# Take A+ Slingshots Advise, Armorall Your SS Tubes !



## wll (Oct 4, 2014)

Well my SS tubes have been looking funky lately so I went to my Wally World and picked up some ArmorAll. Put it on the tubes and it just brought them right back to life. The white crust look was gone in a heartbeat and they looked and feel good as new.

For any of you who that has your elastic looking worn or oxidizing badly, Perry's video on tube restoration should be viewed. Very good video, by a guy who makes some top class slingshots for sure.

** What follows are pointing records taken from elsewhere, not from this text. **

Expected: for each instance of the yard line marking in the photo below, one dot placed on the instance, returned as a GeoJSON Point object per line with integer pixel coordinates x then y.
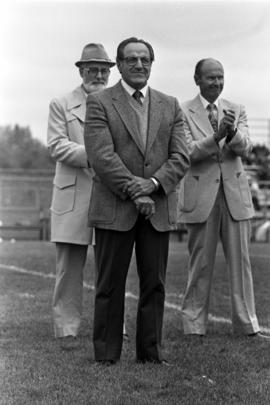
{"type": "Point", "coordinates": [128, 294]}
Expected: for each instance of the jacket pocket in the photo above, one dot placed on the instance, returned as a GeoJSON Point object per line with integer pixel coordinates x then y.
{"type": "Point", "coordinates": [172, 207]}
{"type": "Point", "coordinates": [190, 193]}
{"type": "Point", "coordinates": [63, 198]}
{"type": "Point", "coordinates": [102, 204]}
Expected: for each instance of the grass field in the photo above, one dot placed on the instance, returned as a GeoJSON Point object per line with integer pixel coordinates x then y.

http://slingshotforum.com/topic/42884-band-care-video/

wll


----------



## Tentacle Toast (Jan 17, 2013)

I give A+ 100%...


----------



## JTslinger (Jan 26, 2015)

I need to pick up some Armorall wipes for my tubes and bands.


----------



## wll (Oct 4, 2014)

JTslinger said:


> I need to pick up some Armorall wipes for my tubes and bands.


I picked up the small spray bottle at Wal-Mart for ~ $2.97, very nice, and it does make a difference. I would say for the serious SS guy it is a must have.

wll


----------



## JTslinger (Jan 26, 2015)

I'll have to take a look when I am on the road next week.


----------



## JonM (Aug 17, 2013)

I spray some on an old piece of T shirt & keep it in a baggy. It does work quite well.


----------



## Cjw (Nov 1, 2012)

Been using 303 Aerospace protectant for years works great. Plus it's SPF 40 to protect from UV damage.


----------



## JTslinger (Jan 26, 2015)

Cjw said:


> Been using 303 Aerospace protectant for years works great. Plus it's SPF 40 to protect from UV damage.


Where does one find this?


----------



## Cjw (Nov 1, 2012)

I bought it at a pool supply . But you can get it on Amazon.


----------



## JTslinger (Jan 26, 2015)

Sweet, good to know. Thank you.


----------



## Adirondack Kyle (Aug 20, 2012)

Works well, I have been greasing my tubes and flats up with it for years,I also wipe down my poly slingshots , it revitalizes the plastic ,and rubber, and it's good for breaking fresh leather in.
I think it was made by a sling shooter!


----------